In the below article originally published on Tech Xplore, FABRIC leadership team member Anita Nikolich and security engineer Phuong Cao discuss a published paper presented at IEEE International Conference on Quantum Computing and Engineering. Findings proposed the design of a novel PQC network instrument housed at NCSA and the University of Illinois. and integrated as a part of the FABRIC testbed.
Alongside artificial intelligence, quantum computing is one of the fastest-growing subsets in the high-performance computing community. But what happens when this relatively new and powerful computing method reaches the limit of the cyberinfrastructure and network security capabilities of today?
Researchers at the National Center for Supercomputing Applications are addressing this issue before it becomes a problem.
“The problem is urgent because practical quantum computers will break classical encryption in the next decade,” said NCSA Research Scientist Phuong Cao.
“The issue of adopting quantum-resistant cryptographic network protocols or post-quantum cryptography (PQC) is critically important to democratizing quantum computing. The grand question of how existing cyberinfrastructure will support post-quantum cryptography remains unanswered.”
Cao and Jakub Sowa, a University of Illinois Urbana-Champaign undergraduate student and participant in the Illinois Cyber Security Scholars Program as well as the CyberCorps: Scholarship for Service, presented a paper on this topic at September’s IEEE International Conference on Quantum Computing and Engineering in Montreal.
Their findings proposed the design of a novel PQC network instrument housed at NCSA and the University of Illinois, and integrated as a part of the FABRIC testbed; showcased the latest results on PQC adoption rate across a wide spectrum of network protocols; described the current state of PQC implementation in key scientific applications like OpenSSH and SciTokens; highlighted the challenges of being quantum-resistant; and emphasized discussion of potential novel attacks.

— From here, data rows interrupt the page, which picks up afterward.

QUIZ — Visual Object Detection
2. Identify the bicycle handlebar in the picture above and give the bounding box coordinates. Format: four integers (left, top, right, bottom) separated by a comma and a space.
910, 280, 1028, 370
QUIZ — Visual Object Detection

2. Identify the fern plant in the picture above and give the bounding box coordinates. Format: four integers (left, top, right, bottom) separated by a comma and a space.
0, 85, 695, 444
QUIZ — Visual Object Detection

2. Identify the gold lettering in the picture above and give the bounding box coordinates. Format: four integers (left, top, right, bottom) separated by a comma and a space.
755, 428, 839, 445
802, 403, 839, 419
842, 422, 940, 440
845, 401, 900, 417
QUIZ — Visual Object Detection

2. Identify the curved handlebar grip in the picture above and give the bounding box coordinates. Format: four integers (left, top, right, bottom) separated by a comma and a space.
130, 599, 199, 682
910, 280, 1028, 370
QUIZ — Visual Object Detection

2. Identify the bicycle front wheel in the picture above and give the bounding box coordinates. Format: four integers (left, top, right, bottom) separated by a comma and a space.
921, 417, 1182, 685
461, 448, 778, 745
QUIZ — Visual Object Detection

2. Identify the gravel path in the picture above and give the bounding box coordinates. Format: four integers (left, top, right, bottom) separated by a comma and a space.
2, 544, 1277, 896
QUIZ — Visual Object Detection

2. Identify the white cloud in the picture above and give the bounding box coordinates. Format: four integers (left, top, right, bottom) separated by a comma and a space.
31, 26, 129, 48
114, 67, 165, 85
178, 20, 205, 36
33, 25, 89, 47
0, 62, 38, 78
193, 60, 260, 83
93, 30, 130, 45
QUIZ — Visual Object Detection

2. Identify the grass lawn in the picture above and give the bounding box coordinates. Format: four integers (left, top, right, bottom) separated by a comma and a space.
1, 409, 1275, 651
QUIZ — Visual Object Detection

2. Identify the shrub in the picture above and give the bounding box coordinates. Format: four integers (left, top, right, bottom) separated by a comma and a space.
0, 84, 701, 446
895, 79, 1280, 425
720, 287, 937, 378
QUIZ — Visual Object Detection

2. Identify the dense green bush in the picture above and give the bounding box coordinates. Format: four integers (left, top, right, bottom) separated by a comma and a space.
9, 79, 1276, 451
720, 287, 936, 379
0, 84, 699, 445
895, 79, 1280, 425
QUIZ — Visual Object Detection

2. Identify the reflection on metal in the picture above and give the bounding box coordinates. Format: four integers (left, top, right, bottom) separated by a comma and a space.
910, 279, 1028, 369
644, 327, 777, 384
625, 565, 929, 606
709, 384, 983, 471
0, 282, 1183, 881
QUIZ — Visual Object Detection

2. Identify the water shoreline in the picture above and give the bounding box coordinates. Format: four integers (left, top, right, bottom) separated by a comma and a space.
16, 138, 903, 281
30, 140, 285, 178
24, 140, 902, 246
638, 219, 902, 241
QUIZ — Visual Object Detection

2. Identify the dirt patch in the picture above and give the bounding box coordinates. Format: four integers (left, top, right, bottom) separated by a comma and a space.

“The main challenges of adopting PQC lie in algorithmic complexity and hardware, software and network implementation,” Cao said. “This is the first large-scale measurement of PQC adoption at national-scale supercomputing centers and our results show that only OpenSSH and Google Chrome have successfully implemented PQC and achieved an initial adoption rate of 0.029% at this time.”

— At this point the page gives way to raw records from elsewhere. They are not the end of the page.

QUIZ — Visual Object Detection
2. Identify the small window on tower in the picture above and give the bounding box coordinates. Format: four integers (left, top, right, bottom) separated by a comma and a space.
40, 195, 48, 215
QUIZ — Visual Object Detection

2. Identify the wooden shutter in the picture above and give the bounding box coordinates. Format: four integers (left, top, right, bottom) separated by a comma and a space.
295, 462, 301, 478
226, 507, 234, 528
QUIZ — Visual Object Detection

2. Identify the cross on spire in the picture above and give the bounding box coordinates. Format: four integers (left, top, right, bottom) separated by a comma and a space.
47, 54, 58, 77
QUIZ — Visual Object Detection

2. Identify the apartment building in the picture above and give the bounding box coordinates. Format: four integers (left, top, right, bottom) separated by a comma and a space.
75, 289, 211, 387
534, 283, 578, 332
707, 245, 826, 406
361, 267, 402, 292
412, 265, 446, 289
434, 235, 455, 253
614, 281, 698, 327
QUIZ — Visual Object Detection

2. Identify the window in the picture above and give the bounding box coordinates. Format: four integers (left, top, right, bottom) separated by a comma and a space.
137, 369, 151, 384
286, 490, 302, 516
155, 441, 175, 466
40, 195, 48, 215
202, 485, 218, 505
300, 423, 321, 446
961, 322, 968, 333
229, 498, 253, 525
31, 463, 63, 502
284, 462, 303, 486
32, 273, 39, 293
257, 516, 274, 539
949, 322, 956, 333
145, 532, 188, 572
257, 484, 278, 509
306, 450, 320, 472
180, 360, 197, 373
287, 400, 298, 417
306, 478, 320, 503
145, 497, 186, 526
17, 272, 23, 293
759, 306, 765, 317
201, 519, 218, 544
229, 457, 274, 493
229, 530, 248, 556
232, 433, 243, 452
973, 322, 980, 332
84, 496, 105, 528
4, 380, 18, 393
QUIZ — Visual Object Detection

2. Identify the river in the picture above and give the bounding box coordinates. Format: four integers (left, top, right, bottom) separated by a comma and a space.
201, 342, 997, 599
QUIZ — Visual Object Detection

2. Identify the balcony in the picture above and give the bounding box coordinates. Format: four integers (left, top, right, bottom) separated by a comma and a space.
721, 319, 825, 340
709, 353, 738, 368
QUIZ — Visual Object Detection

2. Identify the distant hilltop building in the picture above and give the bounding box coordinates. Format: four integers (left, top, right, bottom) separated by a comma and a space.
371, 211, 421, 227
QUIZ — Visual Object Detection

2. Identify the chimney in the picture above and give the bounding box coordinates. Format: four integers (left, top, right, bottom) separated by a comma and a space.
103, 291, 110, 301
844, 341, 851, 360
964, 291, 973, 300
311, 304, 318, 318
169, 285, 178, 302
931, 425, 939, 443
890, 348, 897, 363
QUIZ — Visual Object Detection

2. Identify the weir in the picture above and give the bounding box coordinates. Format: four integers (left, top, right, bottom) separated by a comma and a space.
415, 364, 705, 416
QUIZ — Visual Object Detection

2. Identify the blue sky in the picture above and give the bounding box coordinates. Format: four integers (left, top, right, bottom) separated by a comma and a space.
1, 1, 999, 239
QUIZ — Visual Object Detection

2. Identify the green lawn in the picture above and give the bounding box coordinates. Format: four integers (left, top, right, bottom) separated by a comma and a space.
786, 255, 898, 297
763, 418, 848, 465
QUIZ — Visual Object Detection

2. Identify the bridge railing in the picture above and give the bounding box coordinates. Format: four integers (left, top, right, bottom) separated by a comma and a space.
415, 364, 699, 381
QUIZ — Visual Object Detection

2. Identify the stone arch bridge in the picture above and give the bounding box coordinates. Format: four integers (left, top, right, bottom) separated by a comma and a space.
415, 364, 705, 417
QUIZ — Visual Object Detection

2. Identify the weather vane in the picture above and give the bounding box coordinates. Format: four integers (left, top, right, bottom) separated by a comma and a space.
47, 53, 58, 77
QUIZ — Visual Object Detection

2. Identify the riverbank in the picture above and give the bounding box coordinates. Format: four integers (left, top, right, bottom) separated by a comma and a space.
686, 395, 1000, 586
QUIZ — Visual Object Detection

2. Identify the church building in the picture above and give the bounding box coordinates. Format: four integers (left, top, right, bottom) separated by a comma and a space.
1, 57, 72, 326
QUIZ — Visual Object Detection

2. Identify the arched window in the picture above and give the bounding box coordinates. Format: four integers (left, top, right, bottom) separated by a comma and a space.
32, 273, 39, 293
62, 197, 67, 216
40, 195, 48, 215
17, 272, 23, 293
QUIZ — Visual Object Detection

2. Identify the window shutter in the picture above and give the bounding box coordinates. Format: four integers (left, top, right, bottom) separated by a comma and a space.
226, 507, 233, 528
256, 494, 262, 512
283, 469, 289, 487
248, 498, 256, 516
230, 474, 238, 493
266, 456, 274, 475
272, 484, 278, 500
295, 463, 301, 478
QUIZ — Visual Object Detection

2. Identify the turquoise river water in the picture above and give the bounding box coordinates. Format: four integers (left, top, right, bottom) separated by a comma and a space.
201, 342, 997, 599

Cao is the principal investigator for a plan on “Quantum-Resistant Cryptography in Supercomputing Scientific Applications.” This will enable a network instrument to measure the adoption rate of PQC and allow universities and research centers to switch to PQC in order to safeguard sensitive data and scientific research. The project will set a national example of migrating cyberinfrastructure to be quantum resistant and build public trust in the security of scientific computing by demonstrating the increased adoption rate over time.

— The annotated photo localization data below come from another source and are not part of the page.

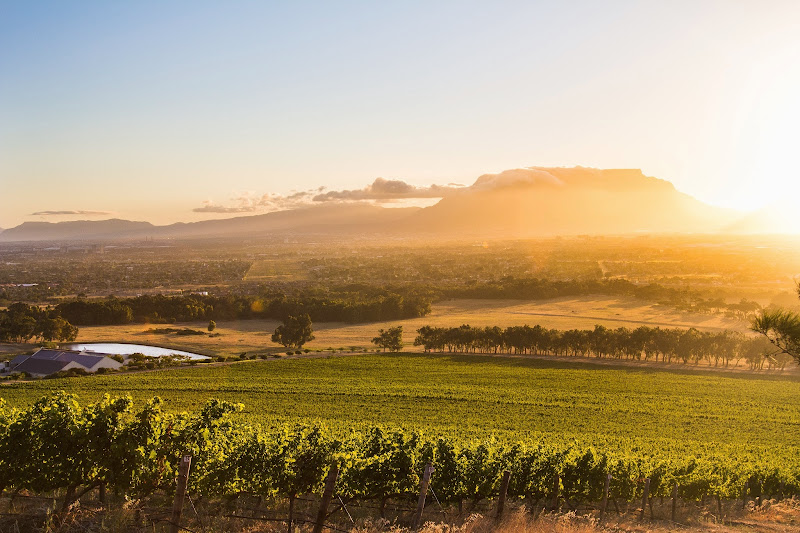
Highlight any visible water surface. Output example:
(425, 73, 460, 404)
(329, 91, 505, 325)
(67, 342, 210, 360)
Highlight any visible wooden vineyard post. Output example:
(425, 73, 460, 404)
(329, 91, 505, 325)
(312, 465, 339, 533)
(741, 481, 748, 510)
(170, 455, 192, 533)
(412, 463, 435, 529)
(599, 474, 612, 521)
(496, 470, 511, 520)
(640, 478, 650, 520)
(552, 475, 560, 511)
(671, 484, 678, 522)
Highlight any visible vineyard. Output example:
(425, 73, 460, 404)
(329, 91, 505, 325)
(2, 354, 799, 447)
(2, 354, 800, 529)
(1, 393, 799, 532)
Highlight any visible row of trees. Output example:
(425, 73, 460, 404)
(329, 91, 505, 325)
(0, 302, 78, 343)
(0, 394, 795, 512)
(55, 289, 431, 326)
(413, 324, 785, 369)
(439, 278, 762, 319)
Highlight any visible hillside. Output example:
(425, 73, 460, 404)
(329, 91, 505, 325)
(0, 219, 154, 241)
(405, 167, 739, 237)
(1, 167, 744, 241)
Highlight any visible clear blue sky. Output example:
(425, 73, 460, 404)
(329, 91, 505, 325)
(2, 1, 799, 226)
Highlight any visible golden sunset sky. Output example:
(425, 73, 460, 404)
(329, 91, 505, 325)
(1, 1, 799, 228)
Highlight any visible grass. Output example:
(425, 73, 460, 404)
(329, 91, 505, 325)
(49, 296, 748, 359)
(2, 352, 799, 459)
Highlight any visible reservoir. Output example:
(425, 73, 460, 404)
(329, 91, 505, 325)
(66, 342, 211, 361)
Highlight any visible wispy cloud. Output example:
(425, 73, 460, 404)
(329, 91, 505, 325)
(312, 178, 464, 202)
(30, 210, 114, 216)
(193, 190, 318, 214)
(193, 202, 257, 214)
(193, 170, 560, 215)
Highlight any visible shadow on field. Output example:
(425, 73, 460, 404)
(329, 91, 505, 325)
(410, 351, 800, 383)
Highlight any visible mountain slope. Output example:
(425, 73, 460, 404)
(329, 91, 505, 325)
(0, 205, 418, 242)
(403, 167, 738, 237)
(0, 219, 155, 242)
(1, 167, 742, 242)
(152, 203, 418, 238)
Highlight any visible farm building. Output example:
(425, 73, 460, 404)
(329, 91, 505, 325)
(4, 348, 123, 377)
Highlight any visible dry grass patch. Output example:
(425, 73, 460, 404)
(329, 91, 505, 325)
(63, 296, 748, 359)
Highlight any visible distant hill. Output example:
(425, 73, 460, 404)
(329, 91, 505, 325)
(0, 219, 155, 242)
(1, 167, 746, 242)
(152, 203, 419, 239)
(0, 205, 419, 242)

Cao is joined by co-principal investigators and NCSA researchers Anita Nikolich, Ravishankar Iyer and Santiago Núñez-Corrales.
“Transitioning to PQC algorithms across sectors will be a lengthy process,” Nikolich said. “Our work will be the first step to understanding the scope of the problem in the scientific infrastructure community. FABRIC touches multiple locations across the globe, which will give us good points of visibility into the challenge.”
“Quantum computing’s inherent uncertainty presents a unique opportunity to both obscure cryptographic computations and develop novel applications that exploit this uncertainty,” Iyer said. “This proposal aims to explore similar challenges, leveraging NCSA’s world-class computing resources to investigate new attacks targeting supercomputing workloads that were previously impractical.”
“This project opens a new avenue into NCSA’s quantum strategy. Potential future risks introduced by quantum technologies reconfigure now our understanding of the landscape of trust and security in advanced computing,” Núñez-Corrales said.
“Mapping the adoption of PQC protocols will provide valuable information toward hardening cyberinfrastructure nationally. We anticipate this to be a significant and lasting contribution. In addition, and as collaborators within the Illinois Quantum Information Science and Technology Center (IQUIST), our project creates opportunities to interface the expertise of theorists in Quantum Information Science on campus with security concerns found in the regular operation of leadership-class supercomputing facilities.”
“This project will provide valuable input to plans for transitioning SciTokens to PQC, ensuring that our federated ecosystem for authorization on distributed scientific computing infrastructures is prepared to resist quantum computing attacks,” said NCSA Principal Research Scientist Jim Basney and principal investigator of the SciTokens project.
“Understanding the efficiency of token signing and verification, along with the impact on token length, will be essential for planning a smooth transition.”
In August, the U.S. Department of Commerce’s National Institute of Standards and Technology (NIST) finalized its principal set of encryption algorithms designed to withstand cyberattacks from a quantum computer. The results of an eight-year effort by NIST, these encryption standards are an example of the necessary commitment to future computing security, which Cao is involved in through the NIST High Performance Security Working Group.